The effect of intraoperative infusion of dexmedetomidine on the quality of recovery after major spinal surgery.

BACKGROUND: Surgery induces a variety of metabolic, endocrine, and immune changes collectively known as the "stress response," which may often lead to prolonged postoperative convalescence. Anesthetic management may modulate this physiological response, thus affecting the postoperative course. We hypothesized that the intraoperative administration of dexmedetomidine (DEX), a sympatholytic agent, would reduce the stress response and improve the quality of recovery in patients undergoing major surgery.

METHODS: We conducted a prospective randomized double-blinded study of 54 patients undergoing multilevel spinal fusion. Anesthesia was maintained using either propofol/fentanyl/dexmedetomidine (PFD) or propofol/fentanyl/placebo-saline (PFS). The quality of recovery (a primary endpoint) was assessed using a 40-item quality of recovery questionnaire and a 9-question Fatigue Severity Scores. The tests were carried out preoperatively on postoperative days (POD) 1, 2, 3, and 30. Blood samples were collected at baseline, in the postanesthesia care unit, and at POD 1 and were analyzed for levels of cortisol, C-reactive proteins (CRP), and cytokines interleukin (IL)-1α, IL-1β, IL-1ra, IL-2, IL-6, IL-8, IL-10, and tumor necrosis factor-α. Data were analyzed using SPSS software (version 18) using a multivariate and mixed model approach to test for the effect of surgery and drug group. Pairwise comparisons were assessed by means of the t test or rank tests after correcting for multiple comparisons.
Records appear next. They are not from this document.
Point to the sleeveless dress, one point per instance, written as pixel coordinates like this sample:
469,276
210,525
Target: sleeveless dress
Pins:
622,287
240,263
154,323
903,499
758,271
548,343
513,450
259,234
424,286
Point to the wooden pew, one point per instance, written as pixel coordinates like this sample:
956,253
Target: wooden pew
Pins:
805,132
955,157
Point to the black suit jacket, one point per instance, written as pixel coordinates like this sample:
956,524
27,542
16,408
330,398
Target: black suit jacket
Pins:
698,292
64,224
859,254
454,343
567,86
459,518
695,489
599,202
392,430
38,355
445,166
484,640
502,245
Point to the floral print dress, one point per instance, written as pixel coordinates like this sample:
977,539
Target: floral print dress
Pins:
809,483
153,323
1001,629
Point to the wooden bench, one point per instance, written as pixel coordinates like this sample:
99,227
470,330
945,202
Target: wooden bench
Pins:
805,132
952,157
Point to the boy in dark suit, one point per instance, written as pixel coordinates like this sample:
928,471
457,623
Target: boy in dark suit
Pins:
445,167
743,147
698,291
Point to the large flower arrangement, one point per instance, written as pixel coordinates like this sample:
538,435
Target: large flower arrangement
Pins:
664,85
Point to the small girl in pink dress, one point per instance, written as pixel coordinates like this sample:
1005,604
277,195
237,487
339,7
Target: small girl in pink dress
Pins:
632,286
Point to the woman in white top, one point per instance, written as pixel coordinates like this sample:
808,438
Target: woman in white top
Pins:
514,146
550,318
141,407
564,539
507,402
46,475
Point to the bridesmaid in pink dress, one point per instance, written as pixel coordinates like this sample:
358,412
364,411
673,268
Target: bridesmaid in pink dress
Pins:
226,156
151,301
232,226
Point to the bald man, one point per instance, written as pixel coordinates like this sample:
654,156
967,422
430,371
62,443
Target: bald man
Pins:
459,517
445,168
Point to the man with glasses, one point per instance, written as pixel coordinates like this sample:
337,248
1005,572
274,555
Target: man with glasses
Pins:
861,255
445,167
RESULTS: The global 40-item quality of recovery questionnaire scores showed a significant effect of time (F(4,114)=22.63, P<0.001) and drug (F(1,51)=4.368, P=0.042), with average scores decreasing to lower values on POD 1 (163.63±2.47) and POD 2 (170.94±2.38) compared with baseline (180.56±1.588, mean±SE, 2-tailed t tests, P<0.001). By POD 3, scores were significantly lower (-13.74 point difference, P=0.005) in the PFS group (169.3±3.87) than in the PFD group (183.04±2.76). All patients reported significantly higher levels of fatigue postoperatively, but intergroup difference in Fatigue Severity Scores was detected on POD 3 only, with scores in the PFS group higher than in the PFD group (50.0±4.0 vs. 36.3±4.9, P=0.035). In both groups, plasma cortisol levels were highest in the postanesthesia care unit, whereas CRP levels were elevated on POD 1. DEX significantly reduced the levels of cortisol, but not those of CRP. Levels of cytokines IL-6, IL-8, and IL-10 were significantly higher immediately after surgery and at POD 1. Plasma levels of other cytokines were not affected by surgery. DEX delayed postoperative rise in IL-10 but not in IL-6 or IL-8.
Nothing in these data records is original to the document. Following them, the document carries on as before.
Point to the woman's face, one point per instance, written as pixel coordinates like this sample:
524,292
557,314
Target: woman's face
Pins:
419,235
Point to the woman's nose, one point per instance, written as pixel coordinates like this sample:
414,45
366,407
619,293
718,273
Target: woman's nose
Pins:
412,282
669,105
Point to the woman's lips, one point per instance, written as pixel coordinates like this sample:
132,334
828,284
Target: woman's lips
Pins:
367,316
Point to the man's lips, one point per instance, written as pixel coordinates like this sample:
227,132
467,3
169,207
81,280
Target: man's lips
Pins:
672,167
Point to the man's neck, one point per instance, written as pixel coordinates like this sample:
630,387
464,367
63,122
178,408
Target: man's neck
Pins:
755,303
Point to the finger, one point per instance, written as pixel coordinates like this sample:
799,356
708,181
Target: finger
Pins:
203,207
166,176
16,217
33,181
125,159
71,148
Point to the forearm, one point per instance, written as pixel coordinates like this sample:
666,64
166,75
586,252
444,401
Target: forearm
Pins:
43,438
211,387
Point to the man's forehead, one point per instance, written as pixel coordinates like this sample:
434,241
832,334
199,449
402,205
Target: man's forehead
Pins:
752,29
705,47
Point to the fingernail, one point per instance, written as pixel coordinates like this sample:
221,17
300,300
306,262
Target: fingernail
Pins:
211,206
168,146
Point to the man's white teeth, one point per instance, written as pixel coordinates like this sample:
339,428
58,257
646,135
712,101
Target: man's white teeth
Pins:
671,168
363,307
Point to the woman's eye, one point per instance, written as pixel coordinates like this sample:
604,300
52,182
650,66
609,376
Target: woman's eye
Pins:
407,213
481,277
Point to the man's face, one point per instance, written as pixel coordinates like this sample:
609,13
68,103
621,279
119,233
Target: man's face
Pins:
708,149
CONCLUSIONS: DEX infusion during multilevel spinal fusions moderately improved the quality of recovery and possibly reduced fatigue in the early postoperative period. Moreover, it reduced plasma levels of cortisol and IL-10 in comparison with the control group. Our sample size was not sufficient to detect differences either in the incidence of complications or in clinically relevant outcomes.